Several years ago the Green Bay Packers played a terrible game and had lost badly before the home crowd in Green Bay. They had embarrassed their Hall of Fame coach Vince Lombardi. They had embarrassed the city of Green Bay. They had stunk up the stadium! They all sat in the locker room after the game. The coach was eerily silent. No one dared head for the showers until they heard from him. Even he sat silent…seemingly at loss for words to respond to such a terrible performance for such a gifted group of athletes. Finally he picked up a football. They watched thinking he might chuck it at someone. Perhaps throw it in utter frustration! Both actions would be so uncharacteristic for their beloved coach. Instead, he held it up for all of them to see. He looked them all in the eye, and said, “Gentlemen…THIS….IS A FOOTBALL!” In other words—back to the beginning. Back to square one! Back to the basics!

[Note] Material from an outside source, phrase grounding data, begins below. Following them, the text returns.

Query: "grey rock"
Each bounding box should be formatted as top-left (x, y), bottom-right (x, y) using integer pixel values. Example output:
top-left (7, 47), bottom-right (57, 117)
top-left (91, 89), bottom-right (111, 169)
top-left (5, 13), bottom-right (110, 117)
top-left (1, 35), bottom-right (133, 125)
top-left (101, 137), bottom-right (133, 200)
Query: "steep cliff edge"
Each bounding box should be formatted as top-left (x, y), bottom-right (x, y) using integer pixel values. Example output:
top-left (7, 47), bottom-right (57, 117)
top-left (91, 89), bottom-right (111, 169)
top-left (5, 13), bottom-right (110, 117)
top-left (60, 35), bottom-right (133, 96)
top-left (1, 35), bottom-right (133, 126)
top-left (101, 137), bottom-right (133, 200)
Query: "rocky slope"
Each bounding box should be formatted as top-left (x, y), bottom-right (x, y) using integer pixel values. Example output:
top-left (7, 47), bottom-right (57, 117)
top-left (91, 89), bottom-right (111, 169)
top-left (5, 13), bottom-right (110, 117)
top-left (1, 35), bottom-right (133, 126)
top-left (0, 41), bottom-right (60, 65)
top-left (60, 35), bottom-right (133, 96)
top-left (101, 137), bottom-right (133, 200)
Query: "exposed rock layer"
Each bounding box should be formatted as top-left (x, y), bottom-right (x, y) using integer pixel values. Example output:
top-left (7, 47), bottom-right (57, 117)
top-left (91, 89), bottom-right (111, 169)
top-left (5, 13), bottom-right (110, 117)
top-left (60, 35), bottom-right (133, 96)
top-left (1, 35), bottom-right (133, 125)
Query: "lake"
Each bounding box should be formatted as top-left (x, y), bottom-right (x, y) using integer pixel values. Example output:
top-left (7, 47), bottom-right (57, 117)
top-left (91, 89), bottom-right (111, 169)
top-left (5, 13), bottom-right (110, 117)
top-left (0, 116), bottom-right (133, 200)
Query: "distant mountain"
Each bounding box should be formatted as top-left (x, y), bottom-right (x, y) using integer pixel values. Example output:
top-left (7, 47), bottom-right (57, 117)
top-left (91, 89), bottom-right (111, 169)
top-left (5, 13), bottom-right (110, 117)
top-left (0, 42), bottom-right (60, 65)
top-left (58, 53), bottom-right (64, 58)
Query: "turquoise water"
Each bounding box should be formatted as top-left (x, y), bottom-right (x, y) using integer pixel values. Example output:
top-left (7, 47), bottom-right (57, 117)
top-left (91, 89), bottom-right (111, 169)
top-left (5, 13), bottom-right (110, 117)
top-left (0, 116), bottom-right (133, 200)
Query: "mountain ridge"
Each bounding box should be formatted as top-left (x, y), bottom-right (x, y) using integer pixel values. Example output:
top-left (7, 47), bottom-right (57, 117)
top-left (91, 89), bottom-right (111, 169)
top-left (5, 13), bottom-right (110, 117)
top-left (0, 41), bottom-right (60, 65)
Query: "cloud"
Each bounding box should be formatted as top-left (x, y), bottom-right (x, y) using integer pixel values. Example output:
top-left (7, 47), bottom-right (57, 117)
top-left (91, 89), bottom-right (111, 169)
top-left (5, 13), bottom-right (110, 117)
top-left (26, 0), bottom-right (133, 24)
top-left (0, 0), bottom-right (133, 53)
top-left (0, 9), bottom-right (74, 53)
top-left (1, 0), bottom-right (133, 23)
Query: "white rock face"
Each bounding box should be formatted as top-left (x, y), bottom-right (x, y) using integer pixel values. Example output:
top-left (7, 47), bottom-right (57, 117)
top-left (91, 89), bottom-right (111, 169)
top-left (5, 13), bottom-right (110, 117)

When I am reminded of that story I think of a poem by T.S. Eliot, It is four lines found in Four Quartets. It is found in his forth poem of Four Quartets, called Little Gidding. In it he writes:
“We shall not cease from exploration
And the end of all of our exploring
Will be to arrive where we started
And know the place for the first time!”
When I think of the original meaning of the name Christian…and what it has come to mean to our casual Christian culture. We need to go back to “where we started” “and know the place for the first time” again! Somebody needs to mimic coach Lombardi with this paraphrase…”GENTLEMEN…THIS IS A CHRISTIAN!” The story is told of Alexander the Great was told that one of his soldiers was a coward. Alexander confronted him. He asked him, “what is your name soldier?” The soldier responded, “Alexander!” The great general looked at him…then in an angry tone, face to face, he told him—“change your nature…or change your name!” Not bad advice for Christians in our generation!